Si l’humidité semble venir du bas des murs, la situation demande une attention particulière. Des auréoles, des enduits friables ou des plinthes abîmées peuvent évoquer des remontées capillaires. Dans ce cas, déplacer les livres ne suffit pas : il faut identifier l’origine du désordre. Les symptômes associés à l’humidité qui remonte dans les murs permettent de distinguer ce phénomène d’une simple condensation passagère.
Le moyen le plus simple de protéger ses livres est d’utiliser un hygromètre. Les modèles numériques sont abordables et donnent une indication suffisante pour un usage domestique. Il est préférable de le placer près de la bibliothèque, mais pas collé à une fenêtre, à un radiateur ou à une bouche de ventilation, afin d’obtenir une mesure représentative.
Une seule mesure ne suffit pas toujours. Il faut observer les tendances sur plusieurs jours, notamment le matin, le soir et après les activités productrices de vapeur d’eau : douche, cuisson, séchage du linge. Dans une chambre, par exemple, l’humidité peut grimper pendant la nuit à cause de la respiration et d’une température plus basse. Les explications sur la hausse nocturne de l’humidité dans une pièce illustrent bien ce phénomène courant.
Pour stabiliser l’air, l’aération reste essentielle. Ouvrir les fenêtres dix minutes par jour, si les conditions extérieures le permettent, aide à renouveler l’air sans refroidir durablement les murs. Une ventilation mécanique en bon état joue aussi un rôle central. En cas d’excès durable, un déshumidificateur peut être utile, à condition de ne pas assécher excessivement la pièce.
Un livre humide doit être isolé rapidement des autres ouvrages. Il faut le placer dans un endroit sec, ventilé, à l’abri du soleil direct et d’une chaleur intense. Le sèche-cheveux, le radiateur ou le four sont à proscrire : un séchage brutal déforme le papier et peut fixer certaines taches. Pour un ouvrage légèrement humide, on peut l’ouvrir en éventail avec précaution, en changeant régulièrement de position.

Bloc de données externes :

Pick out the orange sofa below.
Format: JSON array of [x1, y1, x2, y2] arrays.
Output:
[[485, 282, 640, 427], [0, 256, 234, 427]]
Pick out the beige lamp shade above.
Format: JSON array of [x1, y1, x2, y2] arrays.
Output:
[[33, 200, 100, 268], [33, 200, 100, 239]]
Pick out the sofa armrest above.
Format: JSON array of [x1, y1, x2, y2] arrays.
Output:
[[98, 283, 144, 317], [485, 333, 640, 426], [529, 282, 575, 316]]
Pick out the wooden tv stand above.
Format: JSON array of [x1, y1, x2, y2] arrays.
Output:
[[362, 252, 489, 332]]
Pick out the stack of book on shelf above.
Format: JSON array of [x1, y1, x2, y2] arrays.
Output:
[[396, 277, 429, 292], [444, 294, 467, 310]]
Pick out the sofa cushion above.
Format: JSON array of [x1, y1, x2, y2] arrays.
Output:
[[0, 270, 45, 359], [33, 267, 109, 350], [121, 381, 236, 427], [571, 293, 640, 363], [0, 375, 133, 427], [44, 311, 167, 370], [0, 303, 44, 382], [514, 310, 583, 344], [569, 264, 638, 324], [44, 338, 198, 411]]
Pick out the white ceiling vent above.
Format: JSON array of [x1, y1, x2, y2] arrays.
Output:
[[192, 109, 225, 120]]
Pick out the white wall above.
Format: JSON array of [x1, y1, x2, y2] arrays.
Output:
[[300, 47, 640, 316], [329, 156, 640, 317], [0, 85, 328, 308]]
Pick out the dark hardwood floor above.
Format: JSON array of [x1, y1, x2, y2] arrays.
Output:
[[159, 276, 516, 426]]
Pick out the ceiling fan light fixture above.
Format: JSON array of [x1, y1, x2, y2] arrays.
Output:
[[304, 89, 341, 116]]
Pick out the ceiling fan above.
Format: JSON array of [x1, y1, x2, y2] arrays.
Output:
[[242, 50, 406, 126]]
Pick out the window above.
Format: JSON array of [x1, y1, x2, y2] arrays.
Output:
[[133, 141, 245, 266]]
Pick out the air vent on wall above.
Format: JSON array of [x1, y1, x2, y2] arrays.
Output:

Si les pages sont mouillées, intercaler du papier absorbant blanc, non imprimé, peut aider. Il faut le remplacer souvent pour éviter qu’il ne retienne l’humidité au contact du livre. En présence de moisissures actives, reconnaissables à un aspect duveteux ou à une odeur forte, mieux vaut porter un masque, éviter de secouer le livre et demander conseil à un restaurateur ou à un professionnel de la conservation, surtout pour un ouvrage rare ou sentimentalement important.
Pour une bibliothèque entière touchée par l’humidité, la priorité est de traiter la pièce. Nettoyer les livres sans corriger la cause expose à une récidive. Une fois l’air revenu dans une zone proche de 45 % à 55 % d’humidité relative, les ouvrages peuvent être dépoussiérés, triés et replacés avec plus d’espace. La conservation des livres repose finalement sur quelques gestes simples : mesurer, ventiler, éviter les murs humides et préserver la stabilité de l’environnement.